Ecrit Par Alain,
Nous voilà arrivé au hameau des Glovettes au-dessus de Villard de Lans pour laisser la voiture sur un petit parking circulaire. L’air est frais, nous nous habillons, chaussons nos souliers de montagne et répartissons le matériel dans nos sacs. Il est 8h00 mais le soleil bien que levé depuis 7h35 n’est pas encore là, caché par les contreforts est du Vercors. Les arêtes du Gerbier nous apparaissent sur notre droite. Le ciel est voilé de brumes matinales.
Après avoir ajusté nos bâtons, nous entamons notre marche d’approche dans la forêt. Une demi-heure plus tard nous passons le Collet des Clots et entamons une légère descente qui nous conduit jusqu’à la Bergerie de la Fauge. Les clarines des vaches se font entendre dans cette clairière où elles pâturent. Nous obliquons un peu vers le sud et déjà les Arêtes nous apparaissent, la brume s’est dissipée et le ciel azure est pommelé de nuages qui semblent fuirent vers le sud au-dessus du Pas de l’Oeille. Nous retrouvons la forêt, par un sentier qui est plus raide, montant plein est sous la Double Brèche, celle qui doit nous permettre d’atteindre les arêtes. Les hêtres ont déjà pris leurs couleurs d’automne, du rouge et du jaune parsèment le vert des épicéas et des sapins. Nous arrivons au pied de la Brèche un peu avant 10h pour nous équiper et nous encorder. Du monde est en approche plus en bas, nous devons nous engager au plus tôt.
Après avoir mangé quelques vivres de courses, bu un peu, Olivier entame l’ascension dans la faille avec Claudine. Nous attendons, Régis, Svend et moi, qu’ils parviennent à déboucher plus haut car les cailloux dégringolent dans cette gouttière. Pendant cette attente, un guide et son groupe nous rejoignent. L’impatience et le souci d’un impératif de retour à Grenoble en soirée pour prendre un train, pousse le guide à nous demander de passer devant nous. Mais Svend tient bon et refuse fermement, notre groupe s’est engagé et nous ne céderons pas. Régis prends la tête de la cordée et nous ouvre la voie, Svend en second m’assure avec bienveillance. La faille est très humide de la pluie de la veille et le rocher très glissant, sans compter les cailloux qui dévalent et passent à hauteur d’homme alors que nous nous plaquons sur le rocher afin de les éviter. Une veille corde facilite le passage d’un ressaut mais malgré cela, le passage est ardu et s‘effectue en plaçant les jambes en opposition sur les parois comme dans une cheminée. Enfin, vers 11h nous nous extirpons de cette brèche pour atteindre une vire herbeuse mais encore très grasse et glissante. Svend demande à Régis de ralentir son pas, il ne faut pas prendre de risque et avancer d’un pied sûr.

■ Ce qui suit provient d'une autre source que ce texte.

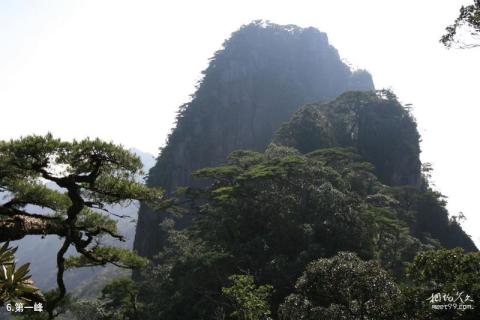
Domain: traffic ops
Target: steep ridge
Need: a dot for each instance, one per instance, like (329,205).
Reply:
(385,134)
(251,86)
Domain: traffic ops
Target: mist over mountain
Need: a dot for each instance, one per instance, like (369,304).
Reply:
(263,73)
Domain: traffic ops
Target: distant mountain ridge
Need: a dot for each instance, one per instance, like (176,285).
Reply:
(261,76)
(41,252)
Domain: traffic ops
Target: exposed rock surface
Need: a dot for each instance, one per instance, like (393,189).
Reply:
(251,86)
(374,123)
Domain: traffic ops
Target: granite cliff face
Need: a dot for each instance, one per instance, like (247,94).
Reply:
(377,127)
(255,83)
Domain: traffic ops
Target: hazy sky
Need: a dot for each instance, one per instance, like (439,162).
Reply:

Soudain, au-dessus, nous apercevons un chamois couché, il prend les premiers rayons de soleil sur la crête. Il nous regarde pendant que nous poursuivons notre ascension. Il ne bouge pas bien que nous nous rapprochions de lui. Il est un bonheur de voir que nous ne sommes pas des prédateurs pour lui, et il disparaîtra tranquillement lorsque nous ne serons qu’à une centaine de mètres de lui.
Enfin nous débouchons à un petit col, de ce point de vue, les arêtes du Gerbier nous apparaissent de tout leur long, plein sud. Où que nous portions notre regard, une mer de nuage se déroule sous nos yeux, elle enserre la crête sur laquelle nous sommes et des montagnes en surgissent comme le Mont Aiguille. Plus loin à l’est, les Ecrins et en remontant vers le nord le glacier de Deux Alpes surmonté de la Meije. Le Mont Blanc est là lui aussi, majestueux.
Mais fini de regarder l’horizon, il faut être attentif où l’on doit poser ses pieds et assurer ses prises de mains sur cette lame de roche arrivé au passage du Rasoir. Plus loin c’est le peigne que nous passons. Que de noms qui suggèrent l’étroitesse et le cisaillement de cette arête. Un peu avant treize heures nous profitons d’une plage herbeuse pour manger au soleil, avec une superbe vue sur le massif du Dévoluy qui s’étire entre La Tête de l’Obiou au nord et le Pic de Bure au sud. Une demi-heure plus tard nous reprendrons notre progression sur cette crête, peu souvent debout, parfois même à califourchon pour avancer. A 15h40 nous arrivons à l’extrémité sud des arêtes pour entamer une descente en rappel, toujours aussi grisante.
Voilà, nous avons rejoint le sentier du retour, sur lequel nous croiserons encore des chamois, dévalerons à grandes enjamber les pierriers, l’esprit joyeux de cette merveilleuse journée, où le temps était parfait, sans vent aucun, sous un merveilleux soleil d’automne.